About one in four people (25%) surveyed by Gallup said that they or a member of their family had delayed treating a serious medical condition over the past year because of the cost — a six-point increase from 2018, and a record high for Gallup’s polling on this question dating back to 1991.
Some 33% of respondents, according to the survey conducted Nov. 1 to Nov. 14, said they or a family member had put off treatment for any condition over the past year because of cost concerns. That figure marked a four-point increase over last year and tied 2014’s record high.
“Since 2001, Gallup has tracked a near 50% increase in the percentage of Americans saying that they or a family member chose not to get medical care because of the costs they would have to pay,” the report’s authors wrote. “Such delays in medical treatment, whether for injuries, illnesses or chronic conditions, can have significant implications for the economy and healthcare system, but also the political climate.”
While there was no significant increase over the past year among middle- and upper-income households reporting they or a family member had postponed medical care for a serious condition, the share of those from annual household incomes of less than $40,000 who reported delaying care rose by 13 percentage points, from 23% to 36%.
This surge expanded the gap between the upper and lower income groups’ postponing treatment for a serious condition to 23 percentage points this year, the authors wrote, contrasting the 36% of respondents from household incomes of less than $40,000 with the 13% from those making $100,000 or more.
Another group that saw a large increase in postponing care for a serious medical condition: respondents who said either they or someone in their household had a pre-existing medical condition. That share rose by 13 points over last year, compared to a mere one-point increase among those whose households didn’t have pre-existing conditions.
The authors added a “cautionary note” that a 12-point increase since last year among Democrats and their family members pushing off treating a serious condition had accounted for much of the latest increase. In contrast, Republicans saw just a three-point increase, while independents saw a five-point increase. Self-identified Democrats are also more likely than Republicans to say they or someone in their household have a pre-existing condition, previous Gallup polling has found.
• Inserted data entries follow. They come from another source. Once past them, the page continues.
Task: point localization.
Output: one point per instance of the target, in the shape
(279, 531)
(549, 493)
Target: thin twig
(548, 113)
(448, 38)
“Whether these gaps are indicative of real differences in the severity of medical and financial problems faced by Democrats compared with Republicans or Democrats’ greater propensity to perceive problems in these areas isn’t entirely clear,” the latest report’s authors wrote. “But it’s notable that the partisan gap on putting off care for serious medical treatment is currently the widest it’s been in two decades.”
Gallup’s survey provided the latest example of cost creating a barrier to medical care. For instance, a survey of renters and medical professionals published in April by Enterprise Community Partners, a national nonprofit that works to finance and build affordable housing, found that 54% of renters reported having put off medical care because they couldn’t afford it.
Medical care those people delayed most frequently included receiving routine checkups, going to the doctor when sick and purchasing over-the-counter medication.
What’s more, severely rent-burdened respondents in that survey were more likely than renters overall to have postponed a routine check-up because they couldn’t afford it. Around 11% of U.S. households are severely housing cost-burdened, according to a report published this year by County Health Rankings & Roadmap, a collaboration between the Robert Wood Johnson Foundation and the University of Wisconsin’s Population Health Institute.
A 2019 study published in the American Journal of Public Health found that among 910 debtors who filed for bankruptcy between 2013 and 2016, 66.5% “very much” or “somewhat” agreed that either medical expenses or illness-related work loss had contributed to their bankruptcy. Americans borrowed a collective $88 billion to cover their health-care costs over the past year, according to a survey of 3,500 adults published in April by the nonprofit West Health and Gallup.
New legislation may provide some reprieve for Americans who fear being saddled with crushing and unexpected medical costs: Congressional lawmakers over the weekend struck a bipartisan deal to help end “surprise” bills, which often arise when patients receive emergency care from out-of-network providers — including an end to billing patients more than they would pay for an in-network provider and binding arbitration to address discrepancies on bills over $750.
The White House signaled its support for the plan on Monday.